Election Coverage at ReporterToday.Com
Local election results will be updated at ReporterToday.com, as the election of November 3rd is being held at press time. It has been a mostly quiet election in the city this year as there are no city council seats being contested with members in the middle of a four-year term. A couple of notable upsets have already occurred, however. Veteran incumbent Senator Billy Conley was defeated in a District 18 September primary by newcomer Cynthia Mendes. Observers attribute that loss mostly to Conley’s legal involvement with the Marshall Corporation purchase and proposed development of the Metacomet Golf Course. Also losing his seat was first term incumbent Representative Joe Serodio. Serodio lost his Representative District 64 seat to newcomer Brianna Henries. Mendes and Henries do not have opponents in the November general election.
State Senator incumbent Valerie Lawson, D faces a challenge from Major Pettaway in District 14. Representatives Gregg Amore, Katherine Kazarian and Liana Cassar are also unopposed as is Senator Cynthia Armor Coyne.
The school committee has the most contested races as a couple seats face lively campaigns. Max Brandle is challenging incumbent Anthony Ferreira in Ward two. Brandle came in first in a three-way September primary. Ferreira finished second and is in a close November match against Brandle. The at-large race features incumbent Joel Monteiro against former member Chrissy Rossi. The open Ward three seat is between newcomers Jenni Azanero and Francis Fogerty. In ward One, Chairman Charles Tsonos is opposed by Michael Budziszek Jr.

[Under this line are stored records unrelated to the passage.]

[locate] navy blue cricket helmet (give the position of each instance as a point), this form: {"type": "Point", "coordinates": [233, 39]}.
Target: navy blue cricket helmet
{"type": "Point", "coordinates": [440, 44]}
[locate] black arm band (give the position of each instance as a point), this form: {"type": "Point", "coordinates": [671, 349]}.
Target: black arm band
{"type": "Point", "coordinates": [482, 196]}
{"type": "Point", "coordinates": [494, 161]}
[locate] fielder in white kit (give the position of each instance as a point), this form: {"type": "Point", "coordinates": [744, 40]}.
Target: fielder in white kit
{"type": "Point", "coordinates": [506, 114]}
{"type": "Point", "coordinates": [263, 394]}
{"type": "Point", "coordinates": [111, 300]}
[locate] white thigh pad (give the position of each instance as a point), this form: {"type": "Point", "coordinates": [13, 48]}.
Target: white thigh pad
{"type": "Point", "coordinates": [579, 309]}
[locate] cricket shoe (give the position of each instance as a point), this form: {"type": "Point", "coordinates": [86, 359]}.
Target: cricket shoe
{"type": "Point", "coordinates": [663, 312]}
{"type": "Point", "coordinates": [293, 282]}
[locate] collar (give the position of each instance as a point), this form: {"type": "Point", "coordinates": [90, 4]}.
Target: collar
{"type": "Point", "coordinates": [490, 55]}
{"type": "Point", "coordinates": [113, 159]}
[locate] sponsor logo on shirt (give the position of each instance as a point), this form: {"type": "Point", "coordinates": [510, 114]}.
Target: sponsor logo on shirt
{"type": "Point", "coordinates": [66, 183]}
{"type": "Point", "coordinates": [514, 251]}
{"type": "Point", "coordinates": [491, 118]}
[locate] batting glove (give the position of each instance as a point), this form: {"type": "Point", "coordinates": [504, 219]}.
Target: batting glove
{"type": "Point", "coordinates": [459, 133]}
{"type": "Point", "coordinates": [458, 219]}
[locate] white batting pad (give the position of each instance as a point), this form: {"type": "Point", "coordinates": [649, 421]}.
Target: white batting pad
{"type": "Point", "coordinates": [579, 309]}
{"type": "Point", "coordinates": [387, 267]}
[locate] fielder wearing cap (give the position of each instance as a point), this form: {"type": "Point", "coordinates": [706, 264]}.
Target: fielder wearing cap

Rep. Cassar to Challenge for Speaker of the House Post
State Representative Liana Cassar, District 66, which covers Barrington and parts of East Providence, has announced that she is a candidate for the Speaker of the Rhode Island House of Representatives. The seat is currently held by Cranston Representative Nicholas Mattiello. Mattiello is in a tough fight for reelection. Cassar is part of a group of “progressive” legislators looking to become more visible in general assembly leadership posts. In a letter to her House colleagues, Cassar wrote; “We, together, can create a leadership team that enables us to effectively, efficiently, and empathetically do the work our constituents sent us here to do, while making sure our chamber is a place where the public can be heard respectfully, as they deserve to be. We, together, can create a chamber in which there is trust and a commitment to collaboration and problem-solving.”